What does 'Natural Size' really mean in C+

2019-02-17 11:08发布

问题:

I understand that the 'natural size' is the width of integer that is processed most efficiently by a particular hardware. When using short in an array or in arithmetic operations, the short integer must first be converted into int.

Q: What exactly determines this 'natural size'?

I am not looking for simple answers such as

If it has a 32-bit architecture, it's natural size is 32-bit

I want to understand why this is most efficient, and why a short must be converted before doing arithmetic operations on it.

Bonus Q: What happens when arithmetic operations are conducted on a long integer?

回答1:

the 'natural size' is the width of integer that is processed most efficiently by a particular hardware.

Not really. Consider the x64 architecture. Arithmetic on any size from 8 to 64 bits will be essentially the same speed. So why have all x64 compilers settled on a 32-bit int? Well, because there was a lot of code out there which was originally written for 32-bit processors, and a lot of it implicitly relied on ints being 32-bits. And given the near-uselessness of a type which can represent values up to nine quintillion, the extra four bytes per integer would have been virtually unused. So we've decided that 32-bit ints are "natural" for this 64-bit platform.

Compare the 80286 architecture. Only 16 bits in a register. Performing 32-bit integer addition on such a platform basically requires splitting it into two 16-bit additions. Doing virtually anything with it involves splitting it up, really-- and an attendant slowdown. The 80286's "natural integer size" is most definitely not 32 bits.

So really, "natural" comes down to considerations like processing efficiency, memory usage, and programmer-friendliness. It is not an acid test. It is very much a matter of subjective judgment on the part of the architecture/compiler designer.



回答2:

Generally speaking, each computer architecture is designed such that certain type sizes provide the most efficient numerical operations. The specific size then depends on the architecture, and the compiler will select an appropriate size. More detailed explanations as to why hardware designers selected certain sizes for perticular hardware would be out of scope for stckoverflow.

A short most be promoted to int before performing integral operations because that's the way it was in C, and C++ inherited that behavior with little or no reason to change it, possibly breaking existing code. I'm not sure the reason it was originally added in C, but one could speculate that it's related to "default int" where if no type were specified int was assumed by the compiler.

Bonus A: from 5/9 (expressions) we learn: Many binary operators that expect operands of arithmetic or enumeration type cause conversions and yield result types in a similar way. The purpose is to yield a common type, which is also the type of the result. This pattern is called the usual arithmetic conversions, which are defined as follows:

And then of interest specifically:

  • floating point rules that don't matter here
  • Otherwise, the integral promotions (4.5) shall be performed on both operands
  • Then, if either operand is unsigned long the other shall be converted to unsigned long.
  • Otherwise, if one operand is a long int and the other unsigned int, then if a long int can represent all the values of an unsigned int, the unsigned int shall be converted to a long int; otherwise both operands shall be converted to unsigned long int.
  • Otherwise, if either operand is long, the other shall be converted to long.

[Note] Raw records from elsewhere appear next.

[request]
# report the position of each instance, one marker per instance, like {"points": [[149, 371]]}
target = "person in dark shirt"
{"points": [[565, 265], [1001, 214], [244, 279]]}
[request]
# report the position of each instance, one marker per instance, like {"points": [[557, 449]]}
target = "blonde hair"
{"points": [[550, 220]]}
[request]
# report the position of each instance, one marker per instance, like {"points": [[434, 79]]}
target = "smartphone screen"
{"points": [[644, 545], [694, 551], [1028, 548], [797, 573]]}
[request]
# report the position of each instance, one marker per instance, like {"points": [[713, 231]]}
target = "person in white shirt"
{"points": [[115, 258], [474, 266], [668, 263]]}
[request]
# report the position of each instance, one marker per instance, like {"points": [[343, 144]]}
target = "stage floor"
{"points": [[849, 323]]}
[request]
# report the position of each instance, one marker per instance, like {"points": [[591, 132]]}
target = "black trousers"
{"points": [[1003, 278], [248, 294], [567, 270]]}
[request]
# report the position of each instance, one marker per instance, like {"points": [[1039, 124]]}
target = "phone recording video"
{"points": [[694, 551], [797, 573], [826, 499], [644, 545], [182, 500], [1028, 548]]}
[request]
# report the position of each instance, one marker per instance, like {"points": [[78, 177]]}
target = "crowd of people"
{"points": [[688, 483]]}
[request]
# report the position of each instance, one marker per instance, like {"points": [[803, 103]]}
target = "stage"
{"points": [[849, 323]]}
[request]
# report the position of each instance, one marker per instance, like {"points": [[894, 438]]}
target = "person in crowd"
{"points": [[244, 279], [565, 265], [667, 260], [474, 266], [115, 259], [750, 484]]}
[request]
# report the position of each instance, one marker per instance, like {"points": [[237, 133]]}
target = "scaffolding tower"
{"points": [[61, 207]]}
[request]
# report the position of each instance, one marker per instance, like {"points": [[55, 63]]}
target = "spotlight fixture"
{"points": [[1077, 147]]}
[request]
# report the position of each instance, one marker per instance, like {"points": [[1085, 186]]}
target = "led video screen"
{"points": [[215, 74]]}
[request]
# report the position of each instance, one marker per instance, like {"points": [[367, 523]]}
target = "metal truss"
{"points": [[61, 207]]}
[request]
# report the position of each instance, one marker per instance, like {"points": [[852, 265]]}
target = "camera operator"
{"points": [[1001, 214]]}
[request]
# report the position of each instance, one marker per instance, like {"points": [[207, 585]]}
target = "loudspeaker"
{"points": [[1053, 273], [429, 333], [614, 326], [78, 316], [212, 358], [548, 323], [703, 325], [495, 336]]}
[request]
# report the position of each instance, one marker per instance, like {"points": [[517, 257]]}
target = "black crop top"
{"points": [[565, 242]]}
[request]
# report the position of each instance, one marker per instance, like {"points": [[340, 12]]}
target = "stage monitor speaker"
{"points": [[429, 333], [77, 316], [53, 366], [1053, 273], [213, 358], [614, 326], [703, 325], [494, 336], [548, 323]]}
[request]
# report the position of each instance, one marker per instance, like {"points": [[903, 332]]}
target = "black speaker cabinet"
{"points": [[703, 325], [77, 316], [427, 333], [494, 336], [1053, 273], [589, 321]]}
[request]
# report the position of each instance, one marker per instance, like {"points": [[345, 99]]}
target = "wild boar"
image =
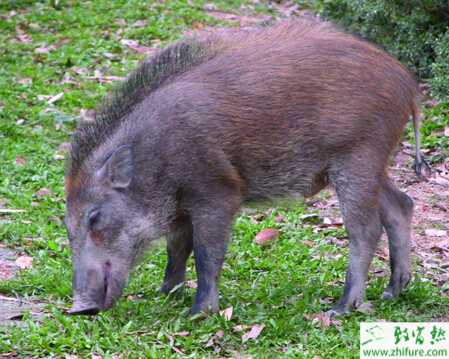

In summary the compiler tries to use the "best" type it can to do binary operations, with int being the smallest size used.



回答3:

What exactly determines this 'natural size'?

For some processors (e.g. 32-bit ARM, and most DSP-style processors), it's determined by the architecture; the processor registers are a particular size, and arithmetic can only be done on values of that size.

Others (e.g. Intel x64) are more flexible, and there's no single "natural" size; it's up to the compiler designers to choose a size, a compromise between efficiency, range of values, and memory usage.

why this is most efficient

If the processor requires values to be a particular size for arithmetic, then choosing another size will force you to convert the values to the required size - probably for a cost.

why a short must be converted before doing arithmetic operations on it

Presumably, that was a good match for the behaviour of commonly-used processors when C was developed, half a century ago. C++ inherited the promotion rules from C. I can't really comment on exactly why it was deemed a good idea, since I wasn't born then.

What happens when arithmetic operations are conducted on a long integer?

If the processor registers are large enough to hold a long, then the arithmetic will be much the same as for int. Otherwise, the operations will have to be broken down into several operations on values split between multiple registers.



回答4:

I understand that the 'natural size' is the width of integer that is processed most efficiently by a particular hardware.

That's an excellent start.

Q: What exactly determines this 'natural size'?

The paragraph above is the definition of "natural size". Nothing else determines it.

I want to understand why this is most efficient

By definition.

and why a short must be converted before doing arithmetic operations on it.

It is so because the C language definitions says so. There are no deep architectural reasons (there could have been some when C was invented).

Bonus Q: What happens when arithmetic operations are conducted on a long integer?

A bunch of electrons rushes through dirty sand and meets a bunch of holes. (No, really. Ask a vague question...)